Catalinarische redevoeringen II, 1 - 2
1. We hebben hem eindelijk dan toch uit de stad gegooid, beste burgers: Lucius Catilina, woedend van vermetelheid, die de misdaad uitademde, terwijl hij de ondergang van het vaderland op misdadige manier beraamde en terwijl hij voor ons deze stad met zwaard en vuur bedreigde of hebben we hem weggezonden of begeleid met woorden, terwijl hij wegging. Hij is weggegaan, uitgeweken, weggedreven, uitgebroken. Er zal geen enkel verderf door dat monster of gedrocht binnen de muren of voor de stadsmuren bereid worden. Deze ene leider van deze binnenlandse oorlog hebben we althans zonder enige twijfel overwonnen. Die dolk zal immers niet meer in onze zijde steken en we zullen niet meer doodsbang zijn op het veld, op het marktplein, in de senaat en tenslotte ook niet binnen onze igen muren van het huis. Hij is uit zijn stelling verdreven op het ogenblik dat hij uit de stad gejaagd werd. Openlijk zullen we een rechtvaardige oorlog kunnen voeren met een staatsvijand, zonder dat iemand dat zal verhinderen. Zonder twijfel hebben we de man ten gronde gebracht en hebben we hem op een fantastische manier overwonnen op het moment dat we deze uit donkere hinderlagen naar openlijke misdaad geworpen hebben.

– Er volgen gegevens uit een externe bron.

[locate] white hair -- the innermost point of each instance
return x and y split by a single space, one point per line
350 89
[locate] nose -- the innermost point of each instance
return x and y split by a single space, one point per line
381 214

2. Het feit dat hij echter geen bebloed zwaard heeft getrokken, zoals hij wilde, dat hij is weggegaan terwijl wij nog leven, dat wij hem het zwaard uit de handen ontrukt hebben, dat hij de burgers ongedeerd en de stad in stand heeft achtergelaten, met wat voor een verdriet denken jullie dat hij onderuitgehaald en ten val gebracht is? Deze ligt daar nu geveld, beste burgers, en hij voelt dat hij verpletterd en verworpen is. Hij wendt zijn ogen vaak opnieuw naar deze stad, waarvan hij betreurt dat ze uit zijn keel geglipt is: ze schijnt me er zich op te verheugen dat ze zo’n grote pest uitgespuwd en naar buiten geslingerd heeft.